Was your father-in-law with the Royal Warwickshire Regiment?

I am researching similar campaign medals to those in your photo on the left, privately named to 5105311 S. M. RYDER of the Royal Warwickshire Regiment. He was either with the 2nd Battalion or the 1/7th Battalion.

Mark
 

doug1944

master brummie
Hi MAW. Father-in-law was conscripted into war at Norton Barracks at Worcester, which I presume was the Worcestershire Regiment. However later on he was with Royal Artillery. I don`t know anything else about his war record as,View attachment 65887 although he is still alive aged 94, he has very bad dementia.
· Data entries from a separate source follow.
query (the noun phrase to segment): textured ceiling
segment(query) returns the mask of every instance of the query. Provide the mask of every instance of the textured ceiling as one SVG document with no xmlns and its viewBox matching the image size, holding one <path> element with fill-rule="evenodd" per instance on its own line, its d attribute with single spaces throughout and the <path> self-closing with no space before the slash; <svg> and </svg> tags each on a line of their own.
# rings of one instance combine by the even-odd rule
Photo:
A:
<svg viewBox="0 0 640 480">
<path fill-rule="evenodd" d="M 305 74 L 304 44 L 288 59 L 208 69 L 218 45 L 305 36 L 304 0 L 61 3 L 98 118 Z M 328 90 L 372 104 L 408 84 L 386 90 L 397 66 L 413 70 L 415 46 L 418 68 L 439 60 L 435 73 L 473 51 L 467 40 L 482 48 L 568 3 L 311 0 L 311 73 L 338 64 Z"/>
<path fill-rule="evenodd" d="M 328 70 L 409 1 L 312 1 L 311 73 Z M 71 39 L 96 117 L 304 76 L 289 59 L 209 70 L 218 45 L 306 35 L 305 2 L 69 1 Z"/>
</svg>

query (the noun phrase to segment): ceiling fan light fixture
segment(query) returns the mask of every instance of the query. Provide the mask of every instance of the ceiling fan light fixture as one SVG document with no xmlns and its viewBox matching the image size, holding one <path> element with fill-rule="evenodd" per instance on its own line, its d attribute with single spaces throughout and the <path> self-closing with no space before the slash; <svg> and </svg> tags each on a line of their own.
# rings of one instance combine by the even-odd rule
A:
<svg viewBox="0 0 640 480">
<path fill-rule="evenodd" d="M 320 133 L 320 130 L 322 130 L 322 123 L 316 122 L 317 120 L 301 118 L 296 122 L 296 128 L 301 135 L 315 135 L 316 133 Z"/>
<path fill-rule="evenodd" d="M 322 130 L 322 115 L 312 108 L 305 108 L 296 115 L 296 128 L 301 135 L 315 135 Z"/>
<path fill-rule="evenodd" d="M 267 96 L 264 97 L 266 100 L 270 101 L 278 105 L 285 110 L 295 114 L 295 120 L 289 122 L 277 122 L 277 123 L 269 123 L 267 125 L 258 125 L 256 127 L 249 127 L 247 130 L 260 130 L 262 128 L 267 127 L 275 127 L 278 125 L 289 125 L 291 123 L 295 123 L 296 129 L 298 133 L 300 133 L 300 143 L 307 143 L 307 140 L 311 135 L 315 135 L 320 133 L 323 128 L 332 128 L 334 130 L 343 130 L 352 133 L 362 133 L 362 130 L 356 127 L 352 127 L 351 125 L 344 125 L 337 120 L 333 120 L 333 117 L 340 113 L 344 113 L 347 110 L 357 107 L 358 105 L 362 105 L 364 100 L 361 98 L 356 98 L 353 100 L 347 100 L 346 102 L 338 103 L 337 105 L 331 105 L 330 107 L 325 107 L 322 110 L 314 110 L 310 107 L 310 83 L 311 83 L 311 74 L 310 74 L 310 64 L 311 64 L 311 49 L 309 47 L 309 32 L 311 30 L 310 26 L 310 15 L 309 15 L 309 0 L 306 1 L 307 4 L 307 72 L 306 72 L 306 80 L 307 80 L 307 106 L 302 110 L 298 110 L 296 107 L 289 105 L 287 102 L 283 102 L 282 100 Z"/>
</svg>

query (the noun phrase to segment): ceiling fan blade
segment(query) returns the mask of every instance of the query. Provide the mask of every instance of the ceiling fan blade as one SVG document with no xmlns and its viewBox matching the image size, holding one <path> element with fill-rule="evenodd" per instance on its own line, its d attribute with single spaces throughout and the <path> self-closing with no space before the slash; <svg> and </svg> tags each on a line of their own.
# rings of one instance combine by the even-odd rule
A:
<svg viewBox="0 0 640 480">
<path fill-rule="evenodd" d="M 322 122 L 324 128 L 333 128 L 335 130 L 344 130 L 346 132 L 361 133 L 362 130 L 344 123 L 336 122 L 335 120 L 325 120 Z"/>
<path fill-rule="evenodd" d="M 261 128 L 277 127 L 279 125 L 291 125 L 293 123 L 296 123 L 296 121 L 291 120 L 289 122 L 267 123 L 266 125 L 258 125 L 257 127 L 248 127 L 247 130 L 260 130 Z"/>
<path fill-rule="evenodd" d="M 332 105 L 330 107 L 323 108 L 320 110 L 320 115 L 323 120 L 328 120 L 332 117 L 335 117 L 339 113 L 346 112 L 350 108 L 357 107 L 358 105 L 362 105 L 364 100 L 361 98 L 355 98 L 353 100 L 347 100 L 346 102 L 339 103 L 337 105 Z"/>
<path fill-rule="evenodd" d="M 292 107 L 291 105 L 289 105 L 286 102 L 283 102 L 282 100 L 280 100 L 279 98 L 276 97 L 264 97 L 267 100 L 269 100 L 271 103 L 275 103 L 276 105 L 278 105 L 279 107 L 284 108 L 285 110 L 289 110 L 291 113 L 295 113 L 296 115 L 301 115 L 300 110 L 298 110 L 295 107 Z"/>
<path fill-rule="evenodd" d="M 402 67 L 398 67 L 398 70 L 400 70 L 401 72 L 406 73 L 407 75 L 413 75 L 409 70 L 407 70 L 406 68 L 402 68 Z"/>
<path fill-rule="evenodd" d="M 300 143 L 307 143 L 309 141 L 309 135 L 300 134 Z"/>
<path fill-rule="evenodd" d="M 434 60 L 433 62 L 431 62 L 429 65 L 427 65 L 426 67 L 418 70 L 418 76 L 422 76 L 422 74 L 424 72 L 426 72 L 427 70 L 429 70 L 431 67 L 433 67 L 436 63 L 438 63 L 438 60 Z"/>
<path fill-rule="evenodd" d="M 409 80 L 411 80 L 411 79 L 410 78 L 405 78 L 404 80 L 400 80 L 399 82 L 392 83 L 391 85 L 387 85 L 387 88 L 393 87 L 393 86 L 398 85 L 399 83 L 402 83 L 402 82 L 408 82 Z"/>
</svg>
A Dutch friend refered to dads battalion as `44 Red Devils`.
 

MAW

proper brummie kid
The 'Red Devils' were the British 6th Airborne Division - parachute and glider troops together with various attached units, including batteries of the Royal Artillery.

You may wish to look at:

6th Airborne Division and Attached Units (go to Order of Battle in the left-side menu):
https://www.pegasusarchive.org/normandy/frames.htm

Mark
 

paul stacey

master brummie
during the war, men conscripted into one regt could be moved to another, my next door neighbour len went into the suffolks but was posted to the royal scot's.